While this is easy enough to do if the cable makes a landfall in a territory controlled by a UKUSA country, someone has to visit the cable clandestinely if it doesn’t, typically in a submarine. Fiber optic cables are the toughest to crack: fibers don’t radiate electromagnetic fields that can be detected. Eavesdroppers first solved this problem by targeting the signal boosting repeater stations strung along the cables. But the development of erbium-doped fiber amplifiers, in which the signal is boosted without ever being converted into electricity, called for a new approach.

It is not impossible to tap, but the fiber being one of a dozen hair-thin strands of glass, which are embedded inside a laser welded, hermetically sealed, 3 mm diameter stainless steel tube, makes it harder. This tube is in turn covered by a few centimeters of reinforcing steel wire and cables carrying 10 Kvolts of DC power, all at a depth of of a couple of thousand meters. It is not impossible, but very difficult.

The easiest interception technique is to open up one of the repeaters to get at the fibers, but it is very difficult, because you have to do it perfectly. Parts must either be sourced from the manufacturer or duplicated exactly. A big remaining challenge is fiber optic cables that stay on land. One of the things that special troops (including Cuba’s elite troops) spend a fair amount of time is going ashore and walking to the nearest line.


Computers

By bugging a computer or communication system, information can be captured before it is sent through a fiber optic cable. A tiny microphone dropped into a keyboard can pick up the sound made by the keys as they are struck and transmit the sounds to a nearby receiver. (The Cuban Red Avispa ring was trying to do this). Different keys sound different, each has a specific signature.Those signatures can be used to reconstruct what was typed. The rise of ubiquitous computer communications has allowed the emergence of widely available strong cipher systems, such as public key cryptography, which rely on mathematical functions that would take the greatest supercomputers on earth to break. For example, the HPCs, that China acquired from the USA in the 1990s, and that supposedly Cuba got two of them from China.


Speech recognition

Speech recognition is already widely used in commercial applications, but it is much harder to convert speech into text when subjects have no intention of getting their meaning across to a computer.

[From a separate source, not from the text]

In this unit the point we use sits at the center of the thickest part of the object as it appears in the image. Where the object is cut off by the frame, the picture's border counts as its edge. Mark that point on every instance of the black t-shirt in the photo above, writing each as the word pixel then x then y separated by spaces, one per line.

Talk printing may give an idea of where the state of the art is going. Variations in pitch, rhythm, and speech volume-information that speech recognition programs typically throw out-to refine word and sentence recognition, to identify speakers, and even to tell casual chats from serious discussions or the dissemination of orders and instructions. It is assumed that speech recognition is available at the Bejucal base because from 1995 to 1997 Russia had already this technology. It is also assumed that now, with the assistance of PRC, they are trying to develop this latest technology.


Bejucal Base: Conclusions

This is where the importance of the Bejucal base lies. New technologies, association with the PRC, proximity to the United States, Cuba’s elite troops, trained at the Baragua school, in El Cacho, Los Palacios, Pinar del Rio, and the talent of approximately 1,200 Cuban engineers and Computer Scientists working at the Base. The Base coordinates its activities with: the Wajay facility, the Santiago de Cuba antenna farm, and the base at Paseo, between 11 and 15 Streets.

Is Cuba a conventional military threat to the United States? Of course not, in the conventional military parameters. it has never been a threat. Presently, there is no country that can be said that it represents a conventional military threat to the United States. Is Cuba an asymmetric military threat to the security of the United States? Yes, of course. Through biological and cyber attacks. Due to its proximity to the United States, Cuba’s facilities in bio and cyber developments, and the relative free flow of persons between Cuba and the United States, that has made possible that Cuba be the country with more convicted spies inside the United States in the last 10 years, Cuba possibly represents a higher threat than other rogue nations.